Los síndromes geriátricos son problemas de salud frecuentes en las personas mayores, que aparecen como resultado del acúmulo de enfermedades crónicas y factores de riesgo. No se trata de una sola enfermedad, sino de un conjunto de síntomas que afectan de manera significativa la calidad de vida del adulto mayor.

Los 4 grandes síndromes geriátricos
Aunque existen muchos más, los especialistas en geriatría destacan cuatro que son especialmente comunes y relevantes:
- Inmovilidad (o dismovilidad): pérdida progresiva de la capacidad de movimiento, que puede llevar a dependencia, debilidad muscular y complicaciones asociadas.
- Caídas: uno de los problemas más frecuentes en la vejez, con riesgo de fracturas, hospitalizaciones y pérdida de autonomía.
- Incontinencia urinaria: dificultad para controlar la micción, que impacta tanto en la salud física como en la autoestima y la vida social.
- Alteraciones en la mente: problemas de memoria, deterioro cognitivo y demencias, que afectan la independencia y requieren un manejo integral.

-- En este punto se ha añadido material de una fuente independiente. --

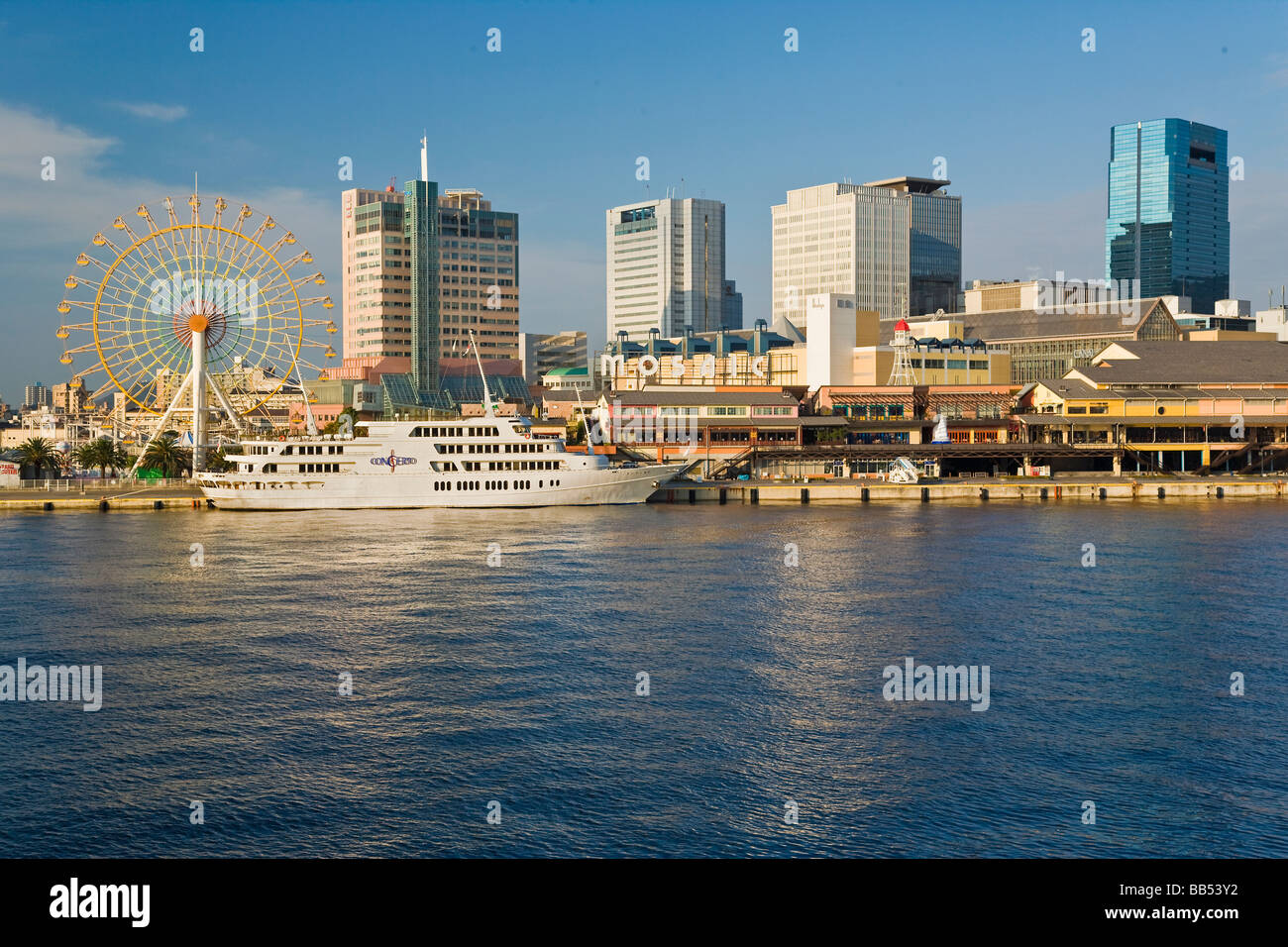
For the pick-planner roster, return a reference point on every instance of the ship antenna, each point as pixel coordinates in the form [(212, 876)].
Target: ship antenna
[(585, 421), (487, 394)]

¿Por qué es importante atenderlos?
Los síndromes geriátricos no deben considerarse “parte normal de la edad”. Su detección temprana y el tratamiento adecuado por un geriatra son clave para prevenir complicaciones, mejorar la calidad de vida y mantener la autonomía del adulto mayor.
La valoración geriátrica integral
Ante la presencia de uno o más de estos síndromes, es fundamental acudir a un especialista que pueda evaluar al paciente de manera integral y diseñar un plan personalizado de atención, combinando medicina, rehabilitación y acompañamiento familiar.